The Amazon folks have gone public today with the next EC2 feature: persistent storage. The official information is found in Jeff Barr’s blog entry and in Matt’s forum post. Calling the persistent storage a “feature” is actually quite an understatement, it really revolutionizes EC2 and enables usage patterns that any big-iron SAN user would die for.
The basics
What does this persistent storage look like? We’ve been testing it for awhile and are thoroughly impressed. The Amazon folks are clearly still fine-tuning a lot of the details, but basically you can create storage volumes in the cloud next to the server instances you launch in the cloud. Think of having a really big SAN in the cloud in which you can create volumes of up to 1TB each with a single API call, or with a simple click in the RightScale UI (yes, of course we’ll have nice support for the storage volumes on our site coupled with some neat automation and an array of pre-packaged solutions). You can mount one or multiple volumes on an instance and they appear just like the other local drives, so you can format them as you like, set-up striping and do other useful things.

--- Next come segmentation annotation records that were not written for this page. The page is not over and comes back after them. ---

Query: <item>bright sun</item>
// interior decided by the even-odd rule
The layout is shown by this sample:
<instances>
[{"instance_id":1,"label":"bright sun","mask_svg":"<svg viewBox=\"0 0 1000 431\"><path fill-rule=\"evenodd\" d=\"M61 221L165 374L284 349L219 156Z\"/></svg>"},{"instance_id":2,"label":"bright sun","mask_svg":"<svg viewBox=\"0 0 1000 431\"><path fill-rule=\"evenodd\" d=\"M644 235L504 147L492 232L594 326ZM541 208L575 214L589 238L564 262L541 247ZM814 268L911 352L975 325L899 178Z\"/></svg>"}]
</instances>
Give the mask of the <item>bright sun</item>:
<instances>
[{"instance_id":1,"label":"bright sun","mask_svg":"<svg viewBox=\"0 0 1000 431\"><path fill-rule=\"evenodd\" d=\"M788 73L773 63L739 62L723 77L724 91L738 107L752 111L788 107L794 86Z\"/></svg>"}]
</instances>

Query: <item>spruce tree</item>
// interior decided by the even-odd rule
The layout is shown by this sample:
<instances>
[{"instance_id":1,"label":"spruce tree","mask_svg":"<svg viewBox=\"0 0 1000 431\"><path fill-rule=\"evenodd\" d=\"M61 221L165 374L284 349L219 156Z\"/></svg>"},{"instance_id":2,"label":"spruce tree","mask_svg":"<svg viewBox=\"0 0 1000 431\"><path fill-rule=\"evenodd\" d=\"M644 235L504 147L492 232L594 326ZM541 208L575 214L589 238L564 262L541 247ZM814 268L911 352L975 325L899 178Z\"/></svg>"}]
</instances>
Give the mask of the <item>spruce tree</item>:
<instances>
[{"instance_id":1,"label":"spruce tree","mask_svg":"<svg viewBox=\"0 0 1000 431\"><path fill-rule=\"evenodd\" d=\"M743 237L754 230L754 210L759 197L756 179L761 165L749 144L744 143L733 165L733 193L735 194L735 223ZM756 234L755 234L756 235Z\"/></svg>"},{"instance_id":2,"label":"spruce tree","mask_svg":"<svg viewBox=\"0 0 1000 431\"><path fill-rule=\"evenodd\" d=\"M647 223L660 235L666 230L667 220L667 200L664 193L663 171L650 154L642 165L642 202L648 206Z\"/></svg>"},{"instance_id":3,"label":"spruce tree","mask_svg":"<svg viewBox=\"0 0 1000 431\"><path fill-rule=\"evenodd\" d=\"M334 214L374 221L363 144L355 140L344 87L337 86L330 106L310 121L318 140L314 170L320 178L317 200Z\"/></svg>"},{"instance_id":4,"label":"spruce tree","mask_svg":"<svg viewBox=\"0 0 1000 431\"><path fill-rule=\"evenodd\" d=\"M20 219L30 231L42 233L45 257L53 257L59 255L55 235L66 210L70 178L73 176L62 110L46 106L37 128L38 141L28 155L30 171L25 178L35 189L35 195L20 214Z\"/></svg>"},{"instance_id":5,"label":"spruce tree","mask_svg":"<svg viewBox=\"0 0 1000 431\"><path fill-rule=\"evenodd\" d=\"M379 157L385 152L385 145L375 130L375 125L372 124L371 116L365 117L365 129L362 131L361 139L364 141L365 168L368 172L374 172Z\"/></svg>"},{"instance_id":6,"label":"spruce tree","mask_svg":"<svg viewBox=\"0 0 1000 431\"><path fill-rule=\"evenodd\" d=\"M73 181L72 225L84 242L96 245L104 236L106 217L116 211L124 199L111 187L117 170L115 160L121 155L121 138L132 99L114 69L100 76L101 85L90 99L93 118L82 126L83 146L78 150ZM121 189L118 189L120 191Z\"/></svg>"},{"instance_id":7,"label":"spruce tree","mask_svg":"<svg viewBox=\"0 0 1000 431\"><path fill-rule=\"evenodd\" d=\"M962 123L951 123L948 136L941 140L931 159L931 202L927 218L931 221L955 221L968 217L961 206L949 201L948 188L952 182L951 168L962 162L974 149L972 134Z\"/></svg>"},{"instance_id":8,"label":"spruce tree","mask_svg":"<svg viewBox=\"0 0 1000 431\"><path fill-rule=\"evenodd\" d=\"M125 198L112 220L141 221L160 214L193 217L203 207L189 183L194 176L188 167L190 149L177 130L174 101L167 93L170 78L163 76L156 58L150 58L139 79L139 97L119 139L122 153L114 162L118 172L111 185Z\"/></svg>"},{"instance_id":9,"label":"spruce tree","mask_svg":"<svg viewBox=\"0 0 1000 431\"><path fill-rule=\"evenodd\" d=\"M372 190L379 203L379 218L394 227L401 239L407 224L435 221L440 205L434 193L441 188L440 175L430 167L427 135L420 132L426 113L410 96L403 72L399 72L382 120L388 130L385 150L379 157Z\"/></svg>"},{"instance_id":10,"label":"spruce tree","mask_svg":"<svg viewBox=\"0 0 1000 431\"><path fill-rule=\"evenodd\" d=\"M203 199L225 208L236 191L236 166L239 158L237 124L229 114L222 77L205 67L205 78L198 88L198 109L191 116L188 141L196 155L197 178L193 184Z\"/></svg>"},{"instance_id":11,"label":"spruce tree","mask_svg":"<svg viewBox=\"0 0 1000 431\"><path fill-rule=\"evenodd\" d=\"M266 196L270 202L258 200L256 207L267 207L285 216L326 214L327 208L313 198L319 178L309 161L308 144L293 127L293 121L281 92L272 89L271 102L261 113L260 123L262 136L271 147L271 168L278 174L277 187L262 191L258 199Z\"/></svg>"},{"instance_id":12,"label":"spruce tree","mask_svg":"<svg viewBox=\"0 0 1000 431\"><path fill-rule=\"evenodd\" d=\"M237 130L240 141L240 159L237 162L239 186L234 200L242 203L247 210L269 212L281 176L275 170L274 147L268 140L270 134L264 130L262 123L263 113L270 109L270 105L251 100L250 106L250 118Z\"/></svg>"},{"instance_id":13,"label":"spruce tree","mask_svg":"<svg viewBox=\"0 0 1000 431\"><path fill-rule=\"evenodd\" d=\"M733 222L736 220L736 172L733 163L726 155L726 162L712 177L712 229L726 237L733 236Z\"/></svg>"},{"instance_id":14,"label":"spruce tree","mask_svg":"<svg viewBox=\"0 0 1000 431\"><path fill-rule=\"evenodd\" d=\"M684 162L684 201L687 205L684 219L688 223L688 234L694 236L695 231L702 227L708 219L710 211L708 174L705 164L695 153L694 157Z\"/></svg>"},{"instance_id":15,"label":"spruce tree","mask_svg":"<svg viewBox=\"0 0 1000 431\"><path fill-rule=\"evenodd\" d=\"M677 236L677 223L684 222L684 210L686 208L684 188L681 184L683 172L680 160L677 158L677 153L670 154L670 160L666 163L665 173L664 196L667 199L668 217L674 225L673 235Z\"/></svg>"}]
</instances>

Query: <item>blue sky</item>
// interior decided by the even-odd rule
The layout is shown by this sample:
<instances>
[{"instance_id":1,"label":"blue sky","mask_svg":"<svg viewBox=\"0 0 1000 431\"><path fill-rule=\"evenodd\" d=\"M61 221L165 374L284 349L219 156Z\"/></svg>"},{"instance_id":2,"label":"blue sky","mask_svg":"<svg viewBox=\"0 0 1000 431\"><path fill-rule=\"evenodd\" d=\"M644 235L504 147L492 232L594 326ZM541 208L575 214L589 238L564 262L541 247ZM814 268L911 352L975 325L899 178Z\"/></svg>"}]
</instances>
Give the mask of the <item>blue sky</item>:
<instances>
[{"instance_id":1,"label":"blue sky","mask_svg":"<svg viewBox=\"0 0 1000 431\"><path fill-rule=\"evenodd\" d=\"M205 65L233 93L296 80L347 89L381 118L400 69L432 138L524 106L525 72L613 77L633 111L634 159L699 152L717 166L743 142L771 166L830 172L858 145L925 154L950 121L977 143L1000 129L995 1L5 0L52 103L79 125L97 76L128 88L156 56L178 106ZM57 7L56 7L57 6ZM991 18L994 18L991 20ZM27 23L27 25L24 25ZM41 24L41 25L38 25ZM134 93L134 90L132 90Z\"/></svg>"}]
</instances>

The feature that really makes the storage volumes sizzle is the ability to snapshot them to S3 and then create new volumes from the snapshots. The snapshots are great for durability: once a snapshot is taken it is stored in S3 with all the reliability attributes of S3, namely redundant storage in multiple availability zones. This essentially solves the whole backup issue with one simple API call or click in the RightScale UI. You can also easily restore a snapshot by creating a fresh volume from it. This feature is useful beyond just restoring a backup: you may restore to another instance where you now have a clone of the data and can do whatever you want to it. Wow!
The cool stuff
There are so many great uses for the storage volumes that it’s impossible to write them all up in a single blog post, and we obviously haven’t thought of them all (or even close). The first usage scenario we looked into is running a database. Up to today the only setup for a mission critical database we recommend is using two instances with real-time database replication and frequent backups to S3. We’ve now installed our Manager for MySQL replicated set-up for many, many customers and it works very well. In short, we use MySQL replication for redundancy and frequent (like every 10 minutes) backups to S3 on the slave to guard against the unlikely event of simultaneous failure of both instances located in different availability zones.
With the storage volumes the Manager for MySQL set-up works even better. Instead of having to tar-up the database files and upload them to S3 we can just take a snapshot. And in order to initialize a slave we simply create a volume for it from the last snapshot of the master and launch the replication: no more rsync of the data is necessary. It’s really nice to see how all the automation we’ve built stays in place with the new Amazon capabilities and saves just as many headaches as before, it just gets turbocharged by the storage volumes!
In addition, the storage volumes enable slightly lower-end database offerings. Since the storage volumes are more durable than local instance storage a lot of the risk of losing it all if the instance dies goes away. It is now possible to run a single instance with the database data living on a storage volume and to take frequent snapshots to get backups onto S3. Should the instance die, it is very simple to launch a fresh one using the same storage volume. Typically it would take only a few minutes for the new instance to come up and take off where the old one stopped! Of course this set-up has more downtime when compared to the redundant database set-up, and one has to be really careful in setting everything up to minimize the time it takes to mount the volume and to ensure a successful database recovery.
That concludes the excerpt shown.